One area that was not covered for us by AMD is that of their Infinity Fabric. This will be the communication basis for many of AMD’s upcoming products from CPUs to APUs to GPUs. The fabric is not one particular technology, but several all wrapped together. It is divided into Data Fabric and Control Fabric. Data Fabric includes a coherent Hypertransport link that allows the CPU cores to communicate with each other very quickly and with low latency. This also allows multiple CCX modules to be combined yet still access the other CCX modules incredibly quickly. Control Fabric is the portion that integrates all of the sensors about the chip and communicates with the system management unit. That then sends signals to the clock and voltage controls to increase or decrease speeds and voltages.
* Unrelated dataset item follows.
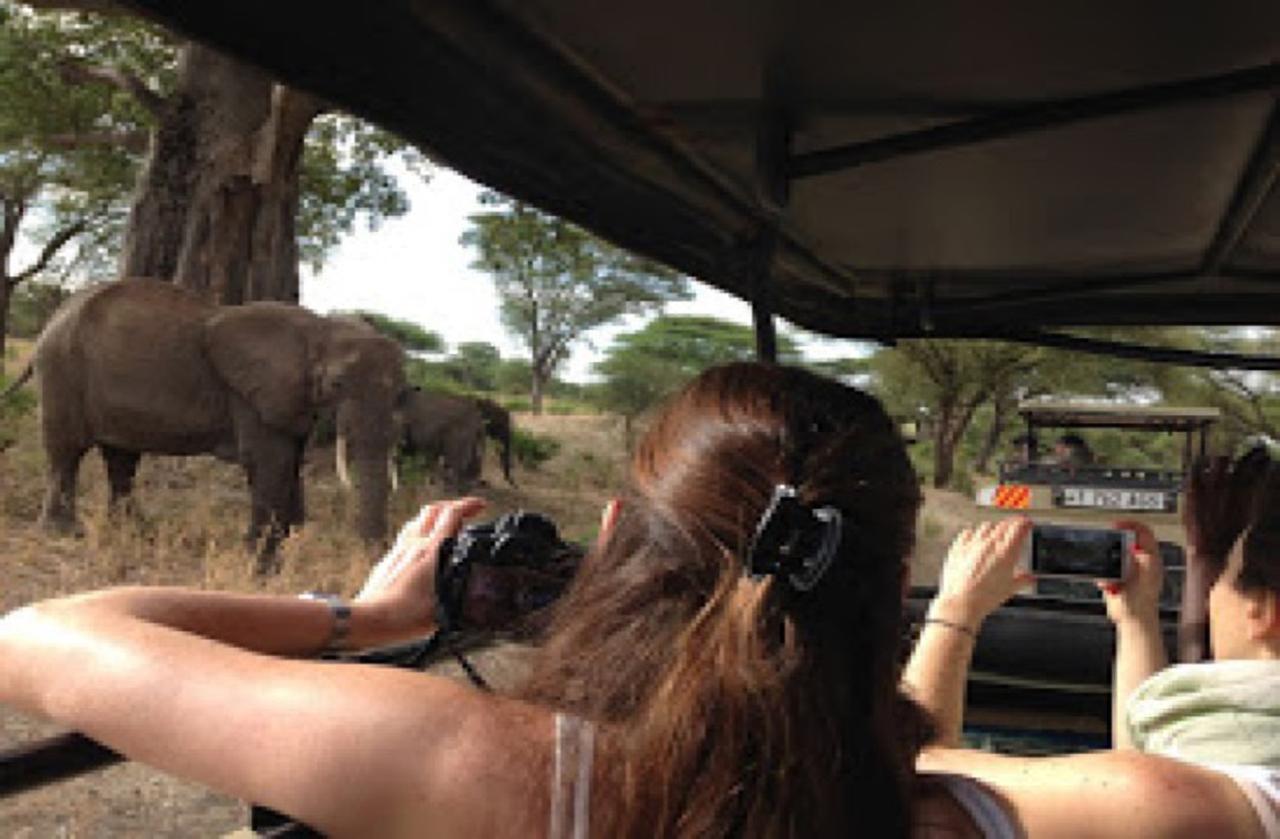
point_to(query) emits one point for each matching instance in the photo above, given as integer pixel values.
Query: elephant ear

There are many questions about this technology that AMD will be revealing at a later date.
All of these technologies come together to make one of the largest jumps in performance and efficiency through AMD’s time in the industry. The core performance has increased the IPC a tremendous amount as compared to the last generation Excavator core. The usage of the new 14nm FF process has allowed AMD to increase power efficiency and lower die sizes tremendously as compared to their previous 28 nm HKMG planar designs.
If there was one area that I was truly astounded by it is that of the base and turbo clockspeeds that AMD was able to achieve with this product. The 1800X being able to run at a base 3.6 GHz and an enhanced speed of 4.0 GHz is very impressive considering that this is a totally new design being developed on a new process. Intel prefers the “tic-toc” pattern to develop a new design on a well known process and then develop a new process to produce a well known design. This process takes many variables out of the mix, but AMD was able to balance it all out and provide a very impressive part right off the bat. This is a far cry from disappointments like the original Phenom.
All told AMD has delivered an impressive product to consumers despite many challenges and hardships for the company along the way.
Another great analytical
Another great analytical article! Thanks Josh, keep ’em coming!
“The L3 cache acts as a
“The L3 cache acts as a victim cache which partially copies what is in L1 and L2 caches.”
It seems like it would be the opposite. The L3 is a victim cache for lines evicted from the L2, so by definition the L2 and L3 should never duplicate anything. This is why they are saying 20 MB for the 8 core chip (4 MB L2 + 16 MB L3).
You could very well be right.
You could very well be right. AMD was not exactly forthcoming about how it exactly works, but you certainly are correct about the definition of a victim cache (evicted cache lines). I need to ask a few more questions and get it correct. Thanks for reading!
Welp, looks like I’ll stick
Welp, looks like I’ll stick with my 5 yr old Intel Sandy V jay jay which will still outperforms Rypoo @ 1080p as I can’t wait 5 years for developers not to implement so called AMD optimizations.